The Wikimedia Foundation is the steward of one of the greatest repositories of information about language in human history, Wiktionary. Unlike all other dictionaries on Earth, Wiktionary aims to define (in 172 languages) all words from all languages. In other words, not just defining English words in English and French words in French, but also French words in English, English words in French, Latin words in Swahili, Mopan Maya words in Arabic, etc. It's ambitious aim is to be the ultimate Rosetta Stone for the human species.

While Wikipedia is in some respects maturing and gradually yielding diminishing returns for more investment, Wiktionary is still a small and growing project that has yet to fulfill its potential or break into mainstream consciousness the way that Wikipedia has. While one of the impediments to Wiktionary reaching its potential is lack of structured data support, which is being worked on, there are many improvements that could be made in the meantime to improve the usefulness of the site to both readers and editors. These include converting many of the fragile gadgets and site scripts into maintainable extensions, customizing the user interface to more closely match what users expect from a dictionary site, and adding dictionary-specific tools to the editing interface. There is also unexplored potential with building apps around the Wiktionary data, including apps tailored around language learning.

Now that the Wikimedia Foundation has nearly 100 software engineers (and dozens of volunteer developers), it should explore the potential of its lesser known projects, especially Wiktionary, which has the potential to actually make a large impact on the Foundation's mission and bring more of the sum of human knowledge to more people around the globe.

Niklas Laxström Machine Translation, Translation Next Steps for Languages and Cross Project Collaboration

Translation as a way to grow and connect our communities

The Wikimedia movement depends a lot on translation, but I believe we are not currently using the full potential of it. This affects us in many ways - most importantly: - language barriers isolate communities - but we all need to work together, - our content is not accessible to every human, - our movement is massively multilingual, but not the forerunner in using translation and other language technology.

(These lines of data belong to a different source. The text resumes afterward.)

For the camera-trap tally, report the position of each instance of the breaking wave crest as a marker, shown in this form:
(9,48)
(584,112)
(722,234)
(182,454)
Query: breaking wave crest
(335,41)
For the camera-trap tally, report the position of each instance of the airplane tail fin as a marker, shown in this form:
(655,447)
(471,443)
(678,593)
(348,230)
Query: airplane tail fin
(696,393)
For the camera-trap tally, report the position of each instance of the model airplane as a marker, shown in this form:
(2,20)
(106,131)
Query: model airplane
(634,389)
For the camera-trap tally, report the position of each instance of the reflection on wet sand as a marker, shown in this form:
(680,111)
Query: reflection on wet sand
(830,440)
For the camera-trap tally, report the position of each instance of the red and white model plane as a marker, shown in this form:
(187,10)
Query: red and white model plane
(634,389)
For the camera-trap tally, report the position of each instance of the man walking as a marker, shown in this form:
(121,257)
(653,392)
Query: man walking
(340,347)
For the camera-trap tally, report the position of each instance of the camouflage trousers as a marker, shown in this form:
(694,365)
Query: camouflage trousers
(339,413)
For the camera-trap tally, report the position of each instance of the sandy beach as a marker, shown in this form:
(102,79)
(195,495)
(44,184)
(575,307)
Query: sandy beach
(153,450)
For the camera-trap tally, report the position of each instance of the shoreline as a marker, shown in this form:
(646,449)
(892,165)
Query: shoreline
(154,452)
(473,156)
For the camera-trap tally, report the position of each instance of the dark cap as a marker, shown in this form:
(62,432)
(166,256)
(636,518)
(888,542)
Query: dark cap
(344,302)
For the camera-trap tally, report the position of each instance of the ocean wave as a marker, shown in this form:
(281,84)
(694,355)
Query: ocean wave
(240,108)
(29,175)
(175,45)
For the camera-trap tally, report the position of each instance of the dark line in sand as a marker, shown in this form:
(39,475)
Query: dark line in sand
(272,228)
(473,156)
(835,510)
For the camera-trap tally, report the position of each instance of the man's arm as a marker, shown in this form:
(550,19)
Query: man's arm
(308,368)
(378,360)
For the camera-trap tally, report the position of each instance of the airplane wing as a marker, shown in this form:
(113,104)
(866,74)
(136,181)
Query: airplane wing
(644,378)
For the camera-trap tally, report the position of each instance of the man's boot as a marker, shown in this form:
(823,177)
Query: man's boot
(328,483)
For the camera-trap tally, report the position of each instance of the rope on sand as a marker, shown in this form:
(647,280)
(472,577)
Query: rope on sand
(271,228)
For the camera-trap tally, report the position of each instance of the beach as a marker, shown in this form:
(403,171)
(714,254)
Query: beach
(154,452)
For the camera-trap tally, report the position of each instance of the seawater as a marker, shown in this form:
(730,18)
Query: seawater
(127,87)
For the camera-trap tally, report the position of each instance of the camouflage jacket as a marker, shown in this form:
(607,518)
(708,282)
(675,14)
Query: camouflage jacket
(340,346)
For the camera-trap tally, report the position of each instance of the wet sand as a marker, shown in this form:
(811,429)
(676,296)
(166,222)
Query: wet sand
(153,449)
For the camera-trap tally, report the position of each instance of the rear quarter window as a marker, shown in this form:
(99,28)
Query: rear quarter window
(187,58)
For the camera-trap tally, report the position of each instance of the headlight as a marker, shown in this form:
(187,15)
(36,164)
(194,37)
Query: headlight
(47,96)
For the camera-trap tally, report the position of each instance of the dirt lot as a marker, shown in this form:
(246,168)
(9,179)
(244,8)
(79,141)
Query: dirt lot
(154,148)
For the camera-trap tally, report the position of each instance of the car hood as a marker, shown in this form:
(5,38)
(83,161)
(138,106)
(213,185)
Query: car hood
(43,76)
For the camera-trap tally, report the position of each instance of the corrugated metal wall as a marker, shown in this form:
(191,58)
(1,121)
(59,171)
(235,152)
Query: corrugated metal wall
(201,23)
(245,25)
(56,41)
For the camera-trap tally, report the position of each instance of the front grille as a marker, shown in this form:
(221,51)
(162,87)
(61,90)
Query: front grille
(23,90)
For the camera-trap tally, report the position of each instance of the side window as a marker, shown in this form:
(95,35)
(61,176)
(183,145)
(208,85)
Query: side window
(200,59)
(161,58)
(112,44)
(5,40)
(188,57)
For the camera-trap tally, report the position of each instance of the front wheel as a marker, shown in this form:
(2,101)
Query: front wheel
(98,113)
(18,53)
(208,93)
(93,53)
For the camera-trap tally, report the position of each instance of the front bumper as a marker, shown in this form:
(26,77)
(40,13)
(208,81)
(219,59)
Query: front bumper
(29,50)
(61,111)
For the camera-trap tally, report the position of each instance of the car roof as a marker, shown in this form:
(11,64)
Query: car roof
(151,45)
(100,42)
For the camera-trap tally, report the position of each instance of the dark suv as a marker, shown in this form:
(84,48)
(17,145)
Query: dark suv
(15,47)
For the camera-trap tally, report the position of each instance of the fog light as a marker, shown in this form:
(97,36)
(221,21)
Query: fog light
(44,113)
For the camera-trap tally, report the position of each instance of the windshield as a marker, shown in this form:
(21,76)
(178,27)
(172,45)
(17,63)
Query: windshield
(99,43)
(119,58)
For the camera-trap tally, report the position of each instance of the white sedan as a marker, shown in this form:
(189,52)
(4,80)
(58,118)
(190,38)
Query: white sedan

We should improve our translation tools and leverage machine translation in a sustainable way. Translation should be a core part of our infrastructure and integrate into our projects seamlessly. It will help our communities to grow, as demonstrated by the Content Translation tool. I suggest three focus areas.

  1. 1 Find partners to build high quality open-source machine translation

Our projects run on free software. Currently, we depend a lot on proprietary data-driven (statistical) machine translation. For translation to be an essential part of our infrastructure, then this is neither sustainable nor acceptable. We already use expert-driven (rule-based) open-source machine translation software, e.g. Apertium, which provides some high quality language pairs. However, the proprietary services cover a lot more language pairs, albeit with lower quality. Building machine translation engines is hard work, therefore we should find partners to pursue both data-driven and expert-driven engines. The impact of this could be big and extend beyond our movement.

  1. 2 Bring translation everywhere

We already have good translation tools, but we need to move beyond user interface and Wikipedia pages. We should integrate translation tools into our discussion systems to support multilingual discussions as well as to understand discussions in foreign languages. This should be combined with summarizing tools.

We have a lot of (structured) content that can be translated but doesn't have a proper tooling for translation, e.g. Wikidata and Commons image description, labels in SVG files. We should adapt and integrate our existing translation tools to support these types of content.

We should also make language selection available to all users, including those not logged-in in our multilingual projects, such as Wikidata, to show the translations.

  1. 3 Improve our translation tools

Our translation tools have serious issues that result in slower translations or not being translated at all.

Our translation memory is not working well. It often fails to suggest good matches. This is apparent when translating the Weekly Tech News. Translators' time is wasted when they need to re-translate (introducing inconsistencies) or searching previous translation manually. Without improvement our translation memory is not suitable for use in Content Translation either.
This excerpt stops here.